Dean: I think the growth of prior authorization goes along with a lot of the other regulations that have come in and a lot of the other cost-saving measures that have been implemented in health care. So it’s one of a number but it is the most abrasive. The challenge for physicians is we’ve trained for 10 years or 15 years to know what our patient needs. We’re pretty clear that maybe another type of imaging isn’t going to yield us as much as we’d like. It’s going to cost the patient time, it’s going to cost them a copay. And all of that is a challenge, it’s a struggle. We don’t want to have to inflict those things on our patients. When we’re clear we could go right to a particular test, a particular medication, and to be asked to do that based on reimbursement rather than good care, it goes against the grain of our training. And it also doesn’t feel at times as though we’re talking to an equivalent specialist. We’re talking to a nurse who’s trying their best to do what’s right by their company, but not by the patient. We may be talking to a neurosurgeon, may be talking to an OB/GYN to get authorization. And so it just goes against what we believe is good care.

ME: I’m wondering what changes you think need to happen in medical school in the way physicians are trained, to prepare them for the realities of health care and to participate in changing health care?

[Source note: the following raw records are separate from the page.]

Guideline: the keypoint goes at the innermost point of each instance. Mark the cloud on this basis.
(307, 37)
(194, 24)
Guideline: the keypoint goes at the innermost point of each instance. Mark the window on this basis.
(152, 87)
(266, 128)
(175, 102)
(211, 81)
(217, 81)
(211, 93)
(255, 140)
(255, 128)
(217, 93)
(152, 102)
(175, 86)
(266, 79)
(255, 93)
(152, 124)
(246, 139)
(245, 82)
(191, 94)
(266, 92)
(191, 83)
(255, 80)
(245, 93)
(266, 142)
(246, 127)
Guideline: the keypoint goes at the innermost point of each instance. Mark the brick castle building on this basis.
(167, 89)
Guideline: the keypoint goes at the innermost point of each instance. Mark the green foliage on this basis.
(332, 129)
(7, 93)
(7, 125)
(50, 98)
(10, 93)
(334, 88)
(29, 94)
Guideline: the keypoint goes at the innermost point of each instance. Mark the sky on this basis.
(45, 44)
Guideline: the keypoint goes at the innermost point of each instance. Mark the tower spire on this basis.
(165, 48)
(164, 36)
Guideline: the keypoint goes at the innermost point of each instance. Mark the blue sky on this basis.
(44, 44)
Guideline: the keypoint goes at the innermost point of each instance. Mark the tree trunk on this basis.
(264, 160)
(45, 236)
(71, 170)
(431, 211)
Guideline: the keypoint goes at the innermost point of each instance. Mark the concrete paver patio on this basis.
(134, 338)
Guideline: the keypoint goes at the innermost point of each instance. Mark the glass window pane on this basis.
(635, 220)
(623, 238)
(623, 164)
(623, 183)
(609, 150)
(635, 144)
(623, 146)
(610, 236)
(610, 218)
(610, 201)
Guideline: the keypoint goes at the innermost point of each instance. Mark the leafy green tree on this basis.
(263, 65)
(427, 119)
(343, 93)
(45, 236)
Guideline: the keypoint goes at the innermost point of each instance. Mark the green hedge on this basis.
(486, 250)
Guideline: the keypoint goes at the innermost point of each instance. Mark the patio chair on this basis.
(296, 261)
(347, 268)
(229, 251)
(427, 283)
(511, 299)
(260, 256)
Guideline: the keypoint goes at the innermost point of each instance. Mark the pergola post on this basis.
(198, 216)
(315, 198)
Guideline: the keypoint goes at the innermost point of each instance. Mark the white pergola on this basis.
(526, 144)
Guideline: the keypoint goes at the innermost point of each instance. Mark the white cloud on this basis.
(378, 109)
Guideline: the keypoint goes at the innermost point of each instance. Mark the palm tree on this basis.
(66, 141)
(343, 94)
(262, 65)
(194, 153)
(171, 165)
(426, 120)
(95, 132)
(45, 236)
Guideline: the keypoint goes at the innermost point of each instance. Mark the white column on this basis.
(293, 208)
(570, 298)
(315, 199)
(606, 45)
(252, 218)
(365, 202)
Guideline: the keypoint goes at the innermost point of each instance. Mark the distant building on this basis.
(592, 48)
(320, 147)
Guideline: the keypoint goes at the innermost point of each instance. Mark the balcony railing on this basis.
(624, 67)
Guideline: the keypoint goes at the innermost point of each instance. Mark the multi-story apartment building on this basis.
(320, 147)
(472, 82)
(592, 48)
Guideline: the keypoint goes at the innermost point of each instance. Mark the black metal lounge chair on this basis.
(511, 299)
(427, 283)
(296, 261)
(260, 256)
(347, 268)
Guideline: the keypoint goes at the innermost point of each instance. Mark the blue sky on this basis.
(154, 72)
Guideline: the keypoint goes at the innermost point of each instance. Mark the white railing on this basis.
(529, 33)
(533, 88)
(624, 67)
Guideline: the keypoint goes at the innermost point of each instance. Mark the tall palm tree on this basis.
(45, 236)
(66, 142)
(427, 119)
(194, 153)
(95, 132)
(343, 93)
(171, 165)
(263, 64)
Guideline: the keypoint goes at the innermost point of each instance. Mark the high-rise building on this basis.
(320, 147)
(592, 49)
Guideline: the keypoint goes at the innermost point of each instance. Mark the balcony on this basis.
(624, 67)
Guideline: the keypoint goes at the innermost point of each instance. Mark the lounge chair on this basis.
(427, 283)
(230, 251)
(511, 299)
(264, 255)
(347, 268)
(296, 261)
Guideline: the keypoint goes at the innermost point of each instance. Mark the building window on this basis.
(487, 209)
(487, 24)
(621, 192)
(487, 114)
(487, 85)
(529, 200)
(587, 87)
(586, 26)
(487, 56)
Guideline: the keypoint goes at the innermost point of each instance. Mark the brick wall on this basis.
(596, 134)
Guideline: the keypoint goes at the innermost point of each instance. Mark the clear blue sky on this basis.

Dean: Medical students are so fantastic because they are energetic, they’re idealist, which is great. It’s also a double-edged sword. Because if we don’t prepare them for what they’re coming out into as residents or as attendings, then they may become very disillusioned very quickly. So I would love to see us train medical students in what the economic realities are of medicine, how the money flows, how reimbursement works, how policy gets made, how legislation happens. Really train them to be activists in their own interest and in the interest of their patients, because that’s what’s going to be critical in the next 20 years.

ME: What recommendations do you have for physicians to reclaim autonomy in their own careers? Obviously, there are a lot of systemic issues, but I’m wondering what can physicians do for themselves to carve out a space where they feel they’re practicing medicine the best way?

Dean: The best thing that they can do is learn how the incentives are aligned in their own institution. Understand how reimbursement happens, what the incentives are at their entity. And whether they can negotiate to build bridges with the administration, build bridges with other licensees, so that everyone can work together to start fixing things at the local level.

ME: Even for individuals, what this sounds like is they need to talk to their fellow physicians and their fellow health care providers about how to really put the patients front and center and make this better for everybody.

Dean: Correct. In talking to all their fellow clinicians and other physicians, they’ll start to notice what the patterns are, where the stumbling blocks are. Each separate specialty may have its unique challenges, but there will be commonalities that happen. And as you start to look into that more and more, you can quickly become an expert and can have the tools available to you to change what that problem is.